In the process of trying to enable L2 cache on DDR3 memory, I've run across odd behavior that i can't explain, nor can I eliminate. I'm working with a C6657 DSP on both a TMSXEV6657LE evaluation card and our production card.
In DDR3 memory, I have marked the first two regions (0x80000000 - 0x81ffffff) as being non-cached. The rest of DDR3 memory is cached. Later, I read a block from NAND flash (on the EMIF16 bus) into memory at 0x82000000, which is the first cached area in the DDR3 region. The data comes into DDR3 correctly. However, it also shows up in program memory, as well. Here's where it gets really strange (well, strange to me, anyhow).
Two consecutive cache lines of data (128 bytes) in DDR3 space correspond to that same amount of memory in the program area. The next 128 bytes in DDR3 space corresponds to 128 bytes in program memory, but not after the previous 128-byte chunk. It appears 512 bytes before the previous chunk.
Specifically, the first four 128-byte chunks map like this:
0x82000000 --> 0x008fff80
0x82000080 --> 0x008ffd80
0x82000100 --> 0x008ffb80
0x82000180 --> 0x008ff980
Some extra experiments show that this continues for the entire size of the NAND flash block (128 KB).
If I modify the cached DDR3 by hand, using CCS's memory browser, the program memory changes, then, as well. When I modify the first location in DDR3, the entire 128-byte chunk in program memory changes to match DDR3. It's as if two cache lines were fetched into DDR3 memory.
In CCS's memory browser, I have cache-coloring enabled. The DDR3 memory is shaded with a light-green color, which indicates that the region is in L2 cache. The program memory has no shading, which says that it is not in any cache.
Here is the code I used to initialize and enable L2 cache. Can anyone see what I've done wrong?
typedef unsigned long WORD32;
#define DDR3_BASE 0x80000000
#define DDR3_SIZE 0x20000000
#define MAR_REGION_SIZE 0x01000000
#define MAR_INDEX(addr) ((addr) / MAR_REGION_SIZE)
#define SRIO_HEAP_SIZE 0x02000000
#pragma DATA_SECTION(srio_heap,"noncached_ddr3");
BYTE srio_heap[SRIO_HEAP_SIZE];
static void ddr3_cache_init (void)
{
uint mar;
Uint8 pcx, pfx;
WORD32 offset, addr, nc_rgn_start, nc_rgn_end;
// Get the start and end of the non-cached region buffer.

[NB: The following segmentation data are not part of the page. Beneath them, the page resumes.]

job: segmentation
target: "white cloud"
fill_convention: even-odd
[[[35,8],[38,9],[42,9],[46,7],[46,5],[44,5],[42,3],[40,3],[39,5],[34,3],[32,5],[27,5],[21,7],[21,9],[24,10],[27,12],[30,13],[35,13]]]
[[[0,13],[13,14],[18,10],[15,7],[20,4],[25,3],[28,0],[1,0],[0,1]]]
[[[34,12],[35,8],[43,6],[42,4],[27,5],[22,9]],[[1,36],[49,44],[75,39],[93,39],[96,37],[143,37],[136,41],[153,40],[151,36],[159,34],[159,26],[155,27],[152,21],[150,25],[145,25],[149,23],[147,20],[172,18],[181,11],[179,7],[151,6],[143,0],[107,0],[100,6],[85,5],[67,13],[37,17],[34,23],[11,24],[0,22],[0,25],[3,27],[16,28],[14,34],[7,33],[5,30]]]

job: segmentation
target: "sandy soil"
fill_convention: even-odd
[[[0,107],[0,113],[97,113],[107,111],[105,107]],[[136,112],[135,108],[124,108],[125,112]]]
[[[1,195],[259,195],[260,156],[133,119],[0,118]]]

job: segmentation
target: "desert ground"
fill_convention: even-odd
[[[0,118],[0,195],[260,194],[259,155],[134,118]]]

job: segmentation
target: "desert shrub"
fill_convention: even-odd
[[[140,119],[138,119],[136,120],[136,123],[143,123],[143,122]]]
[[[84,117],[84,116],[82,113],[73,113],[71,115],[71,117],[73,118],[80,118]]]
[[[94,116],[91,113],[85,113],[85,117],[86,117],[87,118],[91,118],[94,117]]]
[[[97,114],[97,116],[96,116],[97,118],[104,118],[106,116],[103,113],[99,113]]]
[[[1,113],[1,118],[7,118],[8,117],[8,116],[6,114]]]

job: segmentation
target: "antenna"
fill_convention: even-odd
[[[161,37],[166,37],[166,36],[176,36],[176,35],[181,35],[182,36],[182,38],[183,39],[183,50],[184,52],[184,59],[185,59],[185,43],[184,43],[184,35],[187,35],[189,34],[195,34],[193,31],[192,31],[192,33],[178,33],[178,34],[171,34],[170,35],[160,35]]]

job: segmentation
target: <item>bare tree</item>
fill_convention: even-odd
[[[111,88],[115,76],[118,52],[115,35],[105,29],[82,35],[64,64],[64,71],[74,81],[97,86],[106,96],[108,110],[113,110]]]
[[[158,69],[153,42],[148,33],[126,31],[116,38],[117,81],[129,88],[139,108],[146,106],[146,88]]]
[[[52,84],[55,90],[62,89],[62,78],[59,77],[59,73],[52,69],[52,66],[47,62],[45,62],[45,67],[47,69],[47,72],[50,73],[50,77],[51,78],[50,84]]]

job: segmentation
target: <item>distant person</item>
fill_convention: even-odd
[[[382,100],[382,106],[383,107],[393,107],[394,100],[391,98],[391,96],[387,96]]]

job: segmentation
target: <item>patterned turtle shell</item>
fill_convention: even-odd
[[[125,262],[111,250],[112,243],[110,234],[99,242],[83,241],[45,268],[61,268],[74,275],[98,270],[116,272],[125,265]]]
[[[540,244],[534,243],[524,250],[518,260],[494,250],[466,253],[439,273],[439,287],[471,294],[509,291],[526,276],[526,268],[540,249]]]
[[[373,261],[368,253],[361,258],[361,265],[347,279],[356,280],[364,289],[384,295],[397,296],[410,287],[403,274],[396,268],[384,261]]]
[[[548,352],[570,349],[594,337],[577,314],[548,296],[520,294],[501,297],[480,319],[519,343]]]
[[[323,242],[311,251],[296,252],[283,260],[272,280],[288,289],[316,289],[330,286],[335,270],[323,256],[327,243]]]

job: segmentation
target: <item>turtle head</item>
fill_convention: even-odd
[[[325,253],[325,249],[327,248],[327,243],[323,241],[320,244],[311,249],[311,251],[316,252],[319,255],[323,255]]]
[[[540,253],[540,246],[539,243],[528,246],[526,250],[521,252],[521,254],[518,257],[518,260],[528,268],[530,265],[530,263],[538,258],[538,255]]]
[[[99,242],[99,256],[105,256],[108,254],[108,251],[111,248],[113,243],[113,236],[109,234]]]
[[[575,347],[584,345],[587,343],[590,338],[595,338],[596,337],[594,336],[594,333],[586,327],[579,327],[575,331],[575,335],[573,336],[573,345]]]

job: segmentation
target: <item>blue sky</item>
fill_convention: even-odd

nc_rgn_start = (WORD32)srio_heap;
nc_rgn_end = (WORD32)srio_heap + SRIO_HEAP_SIZE;
// Set DDR3 caching.
for (offset = 0; offset < DDR3_SIZE; offset += MAR_REGION_SIZE)
{
// Get the address of this DDR3 region. Calculate which MAR
// controls this region.
addr = DDR3_BASE + offset;
mar = MAR_INDEX (addr);
// If this region is in the non-cached part of DDR3, disable caching.
// Otherwise, turn on caching for this region.
if ((nc_rgn_end < addr) || (nc_rgn_start > ((addr + MAR_REGION_SIZE) - 1)))
CACHE_enableCaching (mar);
else
CACHE_disableCaching (mar);
// Ensure memory region is not prefetchable.
// NOTE: It behaves the same if these two lines are deleted.
CACHE_getMemRegionInfo (mar, &pcx, &pfx);
CACHE_setMemRegionInfo (mar, pcx, 0);
}
// Enable L2 cache.
CACHE_setL2Size (CACHE_1024KCACHE);
// Make caches coherent.
CSL_XMC_invalidatePrefetchBuffer(); // NOTE: It behaves the same if this line is deleted
CACHE_invAllL1p (CACHE_WAIT); // NOTE: I've tried multiple combinations of invalidation
CACHE_wbInvAllL1d (CACHE_WAIT); // and writeback. They didn't make any difference.
CACHE_wbInvAllL2 (CACHE_WAIT);
}